Spectre
The Deported
- Joined
- Feb 1, 2007
- Messages
- 36,832
- Location
- Dallas, Texas
- Car(s)
- 00 4Runner | 02 919 | 87 XJ6 | 86 CB700SC
That could be changed if there was a will to force people into smaller cars. Make large cars artificially expensive, used large car prices go up. Make insurance for large cars artificially expensive, fewer people buy large cars. Make fuel artificially more expensive, fewer people buy large cars. Fewer people buy large cars, used large car prices go up even more. Use some of the money gained from fuel etc. to fix some roads, less reason to have a land yacht, fewer people buy large cars.
If, obviously.
The last time this was tried in the US, do you know what happened?

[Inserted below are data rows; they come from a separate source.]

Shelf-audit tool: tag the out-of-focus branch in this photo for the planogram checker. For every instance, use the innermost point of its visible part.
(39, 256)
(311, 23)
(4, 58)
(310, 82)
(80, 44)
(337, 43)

We dumped wagons and sedans and started buying SUVs instead.
Yeah, that's gone well.
Also, your idea of economics is a bit odd. If fewer people buy used large cars, used large cars would become even cheaper, not more expensive. Huge supply, little demand = lower price. Another point is, as some places like Oregon have found out, if you encourage people to buy cars that use less fuel, you get less money in gasoline taxes. Then if you raise gasoline taxes, people drive less, thus offsetting your tax increase.... Oregon's starting to get desperate enough to look at taxing people by GPS-recorded mileage instead of just a road tax and fuel tax.